- Nickname: Kabeii
- Lower Kabete Location in Kenya
- Coordinates: 01°12′24″S 36°46′08″E﻿ / ﻿1.20667°S 36.76889°E
- Country: Kenya
- County: Kiambu/Nairobi Border Area
- Elevation: 5,600 ft (1,700 m)

= Lower Kabete =

Lower Kabete is the name given to a region straddling Kiambu County and Nairobi County, Kenya. It falls between Wangige Area and Kitisuru Estate.

==Location of Lower Kabete==
Lower Kabete is roughly 12 Kilometers from Nairobi CBD. The larger part of the Kabete area is, however, in Kiambu County with the border commencing at Rhythms College near the present-day Kabete Shopping Center some 5 Kilometers from the Wangige Market.

A small portion of Lower Kabete is in Westlands constituency of Nairobi County which is headed by Tim Wanyonyi as MP (2013–2022). Nairobi County's Lower Kabete Dispensary is found here alongside Lower Kabete Primary School and Farasi Lane Primary School.

The larger portion of this region lies squarely within the Kabete Constituency headed by James Githua Wamacukuru (2017-2022).

==Local Administration==

The Lower Kabete Shopping Center is governed by the Kiambu County Government. However, a small portion to the South belongs to the Lower Kabete Sublocation in Nairobi County, its sub-chief's office is at the Kabete Approved Juvenile School.

==Ethnicities==

Majority of individuals in Lower Kabete belong to the Kikuyu tribe. The remaining population is a mixture of people from other significantly populous Kenyan tribes, as well as individuals of Caucasian and Asian origins.

==Religions==

Most individuals in Lower Kabete area practice Christianity and there are several churches of various denominations within this area. One of the oldest churches in Lower Kabete are and within central province is the Anglican Church Lower Kabete Diocese.
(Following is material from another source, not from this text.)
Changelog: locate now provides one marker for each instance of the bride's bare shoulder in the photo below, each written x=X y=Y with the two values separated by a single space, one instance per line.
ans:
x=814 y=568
There are several evangelical churches spread out within this area too. Adjacent to Gacio Shopping Centre is a mosque serving a minority Muslim individuals. The nearest Hindu temple is approximately 8 kilometres away in Spring Valley estate.

==Lower Kabete Real Estate==

Lower Kabete has several housing developments including Highgrove Village a premium luxury housing estate and Kabete Palms.